# Tempestade Tropical Alpha (Atlântico 2005)



## Dan (23 Out 2005 às 09:20)

A Tempestade Tropical Alpha, neste momento a dirigir-se para a Republica Dominicana e o Haiti.

Está previsto que enfraqueça e volte novamente a ser classificada como depressão tropical.


----------



## GranNevada (23 Out 2005 às 11:52)

É a primeira vez que se recorre ao alfabeto Grego , não é ?


----------



## Dan (23 Out 2005 às 12:32)

GranNevada disse:
			
		

> É a primeira vez que se recorre ao alfabeto Grego , não é ?



Exactamente, é a primeira vez que se esgota a lista de nomes. Esta temporada está a ser bastante excepcional e provavelmente não deve ficar por aqui.


----------



## Seringador (24 Out 2005 às 11:39)

E se a TT halfa e o Wilma se fundissem?!   
Será que nos poderia afectar?...


----------



## Dan (24 Out 2005 às 14:06)

Seringador disse:
			
		

> E se a TT halfa e o Wilma se fundissem?!
> Será que nos poderia afectar?...



As previsões indicam que será isso que vai acontecer, a fusão dos dois sistemas evoluindo para uma depressão extratropical. Essa depressão teria um movimento para sudeste e estaria a noroeste da Península lá para o dia 29.

















Mas isto são só previsões


----------



## Seringador (24 Out 2005 às 14:59)

A rota de colisão prevista


----------



## Seringador (24 Out 2005 às 16:36)

Segundo o último boletim do NHC, confirma-se absorção da depresão tropical Alpha pelo furacão Wilma.   

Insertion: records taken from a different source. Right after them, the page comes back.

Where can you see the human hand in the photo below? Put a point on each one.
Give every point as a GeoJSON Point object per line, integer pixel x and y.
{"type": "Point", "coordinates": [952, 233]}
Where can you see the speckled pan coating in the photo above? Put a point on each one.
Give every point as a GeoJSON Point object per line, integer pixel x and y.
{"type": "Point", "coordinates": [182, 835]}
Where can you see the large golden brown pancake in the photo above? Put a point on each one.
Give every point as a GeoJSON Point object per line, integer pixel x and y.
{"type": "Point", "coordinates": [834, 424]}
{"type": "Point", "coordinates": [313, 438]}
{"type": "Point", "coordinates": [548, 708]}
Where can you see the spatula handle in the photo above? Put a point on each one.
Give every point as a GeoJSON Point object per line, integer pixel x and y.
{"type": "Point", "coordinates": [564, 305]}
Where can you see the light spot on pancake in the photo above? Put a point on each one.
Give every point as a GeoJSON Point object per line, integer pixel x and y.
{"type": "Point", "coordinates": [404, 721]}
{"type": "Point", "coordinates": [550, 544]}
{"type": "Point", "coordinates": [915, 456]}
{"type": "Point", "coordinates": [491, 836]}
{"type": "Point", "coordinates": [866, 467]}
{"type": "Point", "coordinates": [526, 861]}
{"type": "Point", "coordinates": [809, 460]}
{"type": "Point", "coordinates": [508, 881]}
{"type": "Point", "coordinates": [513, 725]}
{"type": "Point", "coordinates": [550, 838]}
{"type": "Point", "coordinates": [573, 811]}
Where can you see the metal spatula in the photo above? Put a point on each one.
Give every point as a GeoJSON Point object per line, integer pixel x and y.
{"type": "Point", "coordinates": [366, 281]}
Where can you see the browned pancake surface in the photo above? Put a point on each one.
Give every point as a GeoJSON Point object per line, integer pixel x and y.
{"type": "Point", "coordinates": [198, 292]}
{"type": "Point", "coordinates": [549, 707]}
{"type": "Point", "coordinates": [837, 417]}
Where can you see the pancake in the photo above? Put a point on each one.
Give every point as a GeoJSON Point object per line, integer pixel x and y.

TROPICAL WEATHER DISCUSSION
NWS TPC/NATIONAL HURRICANE CENTER MIAMI FL
805 AM EDT MON OCT 24 2005

TROPICAL WEATHER DISCUSSION FOR NORTH AMERICA...CENTRAL 
AMERICA...GULF OF MEXICO...CARIBBEAN SEA...NORTHEASTERN SECTIONS 
OF SOUTH AMERICA...AND ATLANTIC OCEAN TO THE AFRICAN COAST FROM 
THE EQUATOR TO 32N. THE FOLLOWING INFORMATION IS BASED ON 
SATELLITE IMAGERY...WEATHER OBSERVATIONS...RADAR...AND 
METEOROLOGICAL ANALYSIS.

BASED ON 0600 UTC SURFACE ANALYSIS AND SATELLITE IMAGERY THROUGH 
1115 UTC.

...SPECIAL FEATURES...

HURRICANE WILMA IS CENTERED NEAR 26.1N 81.0W...OR ABOUT 30 NM 
ENE OF EVERGLADES CITY FLORIDA...AT 24/1200 UTC MOVING NE 20 KT. 
ESTIMATED MINIMUM CENTRAL PRESSURE IS 950 MB. MAXIMUM SUSTAINED 
WIND SPEED IS 105 KT WITH GUSTS TO 130 KT... MAKING WILMA A 
MAJOR CATEGORY 3 HURRICANE. SEE LATEST NHC FORECAST/ADVISORY 
UNDER AWIPS/WMO HEADERS MIATCMAT4/WTNT24 KNHC AND THE PUBLIC 
ADVISORY UNDER HEADERS MIATCPAT4/WTNT34 KNHC FOR MORE DETAILS. 
WILMA MADE LANDFALL VERY NEAR CAPE ROMANO FLORIDA...JUST S OF 
MARCO ISLAND...AT 630 PM EDT. DEEP CONVECTION HAS INTENSIFIED 
AROUND THE ENTIRE CORE OF THE HURRICANE OVER THE PAST FEW 
HOURS...

HURRICANE FORCE WINDS WILL CONTINUE TO MOVE 
ACROSS S FLORIDA FOR THE NEXT 12 HOURS OR SO...MOVING OFF INTO 
THE ATLC BY LATE AFTERNOON.

ALPHA IS LIFTING N OF 
THE BAHAMAS WHILE GENERATING A FEW BURSTS OF CONVECTION. WIDELY 
SCATTERED MODERATE CONVECTION IS FROM 23N-30N BETWEEN 70W-75W. 
*ALPHA IS EXPECTED TO BECOME ABSORBED INTO THE CIRCULATION OF 
HURRICANE WILMA OFF THE CAROLINA COAST WITHIN 24 HRS*


----------